The oldest Cereals are wheat, barley, rice, corn and spelt. Oats and rye are relatively recent additions: they were originally viewed as weeds growing amid crops of wheat and barley in the Middle East. But as cultivation moved north, farmers found that oats and rye actually did better in the colder northern climates.
Modern wheat, rye and corn grow “naked” grains that don’t have to be husked before milling; barley, oats and rice do.

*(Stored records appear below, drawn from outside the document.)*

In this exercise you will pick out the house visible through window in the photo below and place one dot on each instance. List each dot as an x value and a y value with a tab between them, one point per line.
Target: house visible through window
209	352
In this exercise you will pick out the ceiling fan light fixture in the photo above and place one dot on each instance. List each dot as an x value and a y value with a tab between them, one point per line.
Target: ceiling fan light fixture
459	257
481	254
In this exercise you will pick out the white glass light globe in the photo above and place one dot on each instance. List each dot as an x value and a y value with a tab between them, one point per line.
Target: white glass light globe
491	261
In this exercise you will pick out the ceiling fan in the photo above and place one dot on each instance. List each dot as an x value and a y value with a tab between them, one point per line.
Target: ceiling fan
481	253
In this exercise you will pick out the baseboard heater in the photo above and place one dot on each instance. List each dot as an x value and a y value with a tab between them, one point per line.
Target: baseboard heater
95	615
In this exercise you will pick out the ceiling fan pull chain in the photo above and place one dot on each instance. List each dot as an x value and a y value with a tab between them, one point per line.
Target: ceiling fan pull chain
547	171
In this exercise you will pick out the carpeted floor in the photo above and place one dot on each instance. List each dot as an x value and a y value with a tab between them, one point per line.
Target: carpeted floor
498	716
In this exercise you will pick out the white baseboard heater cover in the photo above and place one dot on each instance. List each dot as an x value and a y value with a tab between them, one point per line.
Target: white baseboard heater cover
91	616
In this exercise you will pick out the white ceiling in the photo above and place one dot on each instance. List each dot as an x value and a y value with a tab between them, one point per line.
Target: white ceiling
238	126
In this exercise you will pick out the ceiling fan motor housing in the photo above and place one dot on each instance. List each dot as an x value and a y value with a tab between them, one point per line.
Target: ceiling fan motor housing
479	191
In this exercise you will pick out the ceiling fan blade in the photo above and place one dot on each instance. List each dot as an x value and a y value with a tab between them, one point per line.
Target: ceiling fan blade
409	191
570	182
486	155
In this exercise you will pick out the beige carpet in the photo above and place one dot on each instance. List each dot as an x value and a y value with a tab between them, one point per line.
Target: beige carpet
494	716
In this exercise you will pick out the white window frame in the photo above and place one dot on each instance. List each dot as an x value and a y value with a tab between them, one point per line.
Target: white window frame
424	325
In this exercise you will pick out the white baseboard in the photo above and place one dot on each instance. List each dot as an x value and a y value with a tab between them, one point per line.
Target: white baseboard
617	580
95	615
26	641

The germ and the bran of grains contain most of the fibre, oil and B vitamins. Wheat is unique in that it has a protein in great quantities called “gluten”, which is why it has always been used for bread.
Cereals are high in protein, but their protein is incomplete owing to insufficient amounts of lysine which, by lucky happenstance, legumes are high in. That is why mixing grains with beans gives a complete protein meal, even without meat, eggs or dairy.
Literature & Lore
Ceres was the Roman goddess of agriculture. Her daughter Proserpine was abducted by Pluto and taken to the underworld. Ceres was grief-stricken and the world was plunged into winter. Eventually Jupiter interceded and struck a deal with Pluto, in which Proserpine could return to the world for 6 months of the year, which became summer, and then return to be with Pluto for 6 months, during which time Ceres mourns and we have winter (in Canada, he appears to mourn for 9 months of the year). Festivals in honour of Ceres were called the “Cerialia”. Her temple in Rome was at the foot of the Aventine Hill, at what is today the site of the church called “Santa Maria in Cosmedin”.
The Greeks had the same myth; they called Ceres “Demeter” and Proserpine “Persephone”.
“Remember the days when you let your child have some chocolate if he finished his Cereal? Now, chocolate is one of the Cereals.” — Robert Orben (American writer, 1927 – )
The English word Cereal comes from name of the Roman goddess of agriculture, Ceres.